Tool/software:
I am using the TI C2000 compiler with the following optimization flags:
/opt/ti/ti-cgt-c2000_22.6.1.LTS/bin/cl2000 \ --issue_remarks --gen_opt_info=2 -v28 -ml -O4 -op=3 \ --c_src_interlist --auto_inline --verbose_diagnostics \ --advice:performance=all --opt_for_speed=5 \ --preproc_with_compile --keep_asm \ -I/opt/ti/ti-cgt-c2000_22.6.1.LTS/include \ main.cpp
However, I have noticed a few inefficiencies in the code optimization behavior at the `-O4`
optimization level, and I wanted to ask if there are any recommendations or insights to address these.
Static Table Optimization
In the first example, where I have a static table[]
in the function foo()
, I expected the compiler to optimize this table away and remove unnecessary memory accesses. However, the table is still being accessed directly, even though the value of a
is within the bounds of the table. In comparison, GCC at optimization level -O1
would handle this more efficiently. Is there any way to ensure that the table is properly optimized away?

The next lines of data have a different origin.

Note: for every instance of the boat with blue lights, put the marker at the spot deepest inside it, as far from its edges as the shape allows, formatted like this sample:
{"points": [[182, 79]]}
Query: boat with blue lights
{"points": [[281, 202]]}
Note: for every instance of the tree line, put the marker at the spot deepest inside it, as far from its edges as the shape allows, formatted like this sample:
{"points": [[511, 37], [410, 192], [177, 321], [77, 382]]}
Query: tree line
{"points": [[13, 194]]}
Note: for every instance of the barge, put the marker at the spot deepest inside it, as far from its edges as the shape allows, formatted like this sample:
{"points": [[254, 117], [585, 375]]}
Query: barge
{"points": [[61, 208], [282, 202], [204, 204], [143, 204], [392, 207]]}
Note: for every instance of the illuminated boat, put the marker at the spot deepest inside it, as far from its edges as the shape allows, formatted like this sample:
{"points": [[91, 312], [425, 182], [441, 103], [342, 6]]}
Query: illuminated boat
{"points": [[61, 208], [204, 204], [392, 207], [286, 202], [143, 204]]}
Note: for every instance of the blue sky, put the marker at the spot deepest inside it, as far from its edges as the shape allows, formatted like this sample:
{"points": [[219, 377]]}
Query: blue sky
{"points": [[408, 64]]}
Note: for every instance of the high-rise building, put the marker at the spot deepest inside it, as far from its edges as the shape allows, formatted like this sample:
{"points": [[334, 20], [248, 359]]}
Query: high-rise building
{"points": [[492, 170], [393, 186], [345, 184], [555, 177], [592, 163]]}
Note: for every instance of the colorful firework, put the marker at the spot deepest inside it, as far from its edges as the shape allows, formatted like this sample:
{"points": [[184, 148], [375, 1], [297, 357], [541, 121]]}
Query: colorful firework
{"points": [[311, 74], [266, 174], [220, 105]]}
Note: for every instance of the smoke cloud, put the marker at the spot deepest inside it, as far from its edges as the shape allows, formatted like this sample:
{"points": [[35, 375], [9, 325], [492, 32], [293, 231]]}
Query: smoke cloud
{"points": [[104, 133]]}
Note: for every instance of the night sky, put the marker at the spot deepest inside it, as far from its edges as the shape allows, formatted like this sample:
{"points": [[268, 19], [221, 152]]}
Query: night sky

/* MOVZ AR6,AL ; [CPU_ALU] |4| MOVL XAR4,#_table$1 ; [CPU_ARAU] |6| SETC SXM ; [CPU_ALU] MOVL ACC,XAR4 ; [CPU_ALU] |6| ADD ACC,AR6 ; [CPU_ALU] |6| MOVL XAR4,ACC ; [CPU_ALU] |6| MOV AL,*+XAR4[0] ; [CPU_ALU] |6| LRETR ; [CPU_ALU] */ int foo(char a) { static const int table[] = { 1,2,3,4,5 }; return table[a]; }
Auto inline
In the second example, the read()
function is simple and should ideally be inlined, especially given the --auto_inline
flag. However, the compiler does not seem to inline this function. GCC at -O1
inlines it automatically. Is there a reason why this function is not inlined in the C2000 compiler even with -O4
, and are there additional flags that can ensure this?
Also I observed that the compiler generates an unnecessary call to memcpy()
, which is not ideal for performance. The code is essentially moving around values that could be done with simpler instructions, so I was surprised to see the memcpy call. How can I avoid this issue, or is there a setting that can better optimize this pattern?
/* ADDB SP,#4 ; [CPU_ARAU] MOV PL,#65012 ; [CPU_ALU] |2| MOVZ AR4,SP ; [CPU_ALU] |8| MOV PH,#16180 ; [CPU_ALU] |2| MOVL ACC,XAR6 ; [CPU_ALU] |7| MOVL *-SP[4],P ; [CPU_ALU] |2| SUBB XAR4,#4 ; [CPU_ARAU] |8| MOV PL,#65012 ; [CPU_ALU] |2| MOV PH,#16180 ; [CPU_ALU] |2| MOVZ AR5,AR4 ; [CPU_ALU] |8| MOVL *-SP[2],P ; [CPU_ALU] |2| B $C$L1,EQ ; [CPU_ALU] |8| MOVL XAR4,ACC ; [CPU_ALU] |8| MOVB ACC,#4 ; [CPU_ALU] |8| LCR #_memcpy ; [CPU_ALU] |8| << Whoooh! SUBB SP,#4 ; [CPU_ARAU] LRETR ; [CPU_ALU] */ struct float2 { float2(float x, float y) : x(x), y(y) {} float x, y; }; // Should be auto inlined (called once) float2 read() { return float2(0.707f, 0.707f); } float test() { float2 v = read(); return v.x + v.y; }
I would appreciate any insights or suggestions on improving the optimization for these cases with the TI C2000 compiler.